Paul Andersen: Fair Game

Paul Andersen
The Aspen Times
Aspen CO, colorado

In Barack Obama’s inaugural address, the president mandated the need to transform growth. His speech created a vital mission statement for America. What he said about growth is one of the most critical pieces of that mission.

Growth is an ideological dogma that defines America’s culture and economy. It has been unassailable until now. But the world has changed, said Obama, and we must change with it. Transforming growth is a keystone of that change.

It has been said that growth for the sake of growth is the ideology of a cancer cell. Heedless economic growth, like cancer, eventually kills its host. The imperiled host today is the biosphere on which all life depends.

Transforming growth is a task that will challenge many of the precepts that have guided and defined American prosperity. It will involve remaking the American entrepreneurial spirit and transforming our collective psychology.

In his visionary book, “The Bridge at the Edge of the World,” James Gustave Speth amplifies on what science has long been warning. “An unquestioning society-wide commitment to economic growth at almost any cost undermines the planet’s ability to sustain life.”

Speth lays responsibility on nearly every doorstep in the high-income countries whose billion people (15 percent of the world’s population) generate 45 percent of the carbon footprint that’s causing climate change. The US produces half of that share.

Challenging today’s economic growth and its inertia in business and government is nothing short of a revolution. Speth suggests that the only possible hope for real change lies in a values-based assessment of what traditional growth provides.

“If today’s growth and capitalism are delivering high levels of life satisfaction, genuine well-being, and true happiness to societies broadly, then there may be scant chance for real change. But if what we actually have is ‘spiritual hunger in an age of plenty,’ there is a large space for hope.”

Speth argues convincingly that the material benefits of economic growth are not meeting our higher needs and values. Instead of providing more and more “stuff,” he says that economic growth should focus on the intangibles of fulfillment, happiness and well-being.

The environment must be stewarded with care, writes Speth. “The gold standard is full protection of human health, no harvesting of resources beyond long-term sustainable yields, no release of waste products beyond assimilative capacities, and full protection of ecosystem structure and function.”

Living within these boundaries will require a new mindset in business and government.
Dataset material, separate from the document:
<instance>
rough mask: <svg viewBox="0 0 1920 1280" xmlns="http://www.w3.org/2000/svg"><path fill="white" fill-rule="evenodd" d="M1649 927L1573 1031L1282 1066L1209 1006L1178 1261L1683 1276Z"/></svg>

It will require putting the good of future generations over short-term gratification. “The further and faster market transformation is pursued, the better off our children and grandchildren will be.”

Much of Speth’s argument lies in statistics he sites that people, on average, are not made happier by gluttony. “The more we examine the role of growth in modern society, the more our obsession with growth appears to be a fetish…an inanimate object worshipped for its apparent magical powers.”

Debunking the magical mythology of perpetual economic growth, Speth emphasizes valuing life, not as an acquisitive game, but as a meaningful, deeply gratifying experience that can transcend our material habits, traditions and addictions.

Rather than burn through resources to churn out ever more stuff, Speth says we must focus on social capital, human welfare, health care, education, good jobs, income for the poor, and security from illness, aging, job displacement and disability.

Investments should be made in public infrastructure, water, waste management, green technologies, clean energy, and restoring ecosystems.

Speth says yes to growth, but only to the kind that best serves humanity through our collective stewardship of the living world.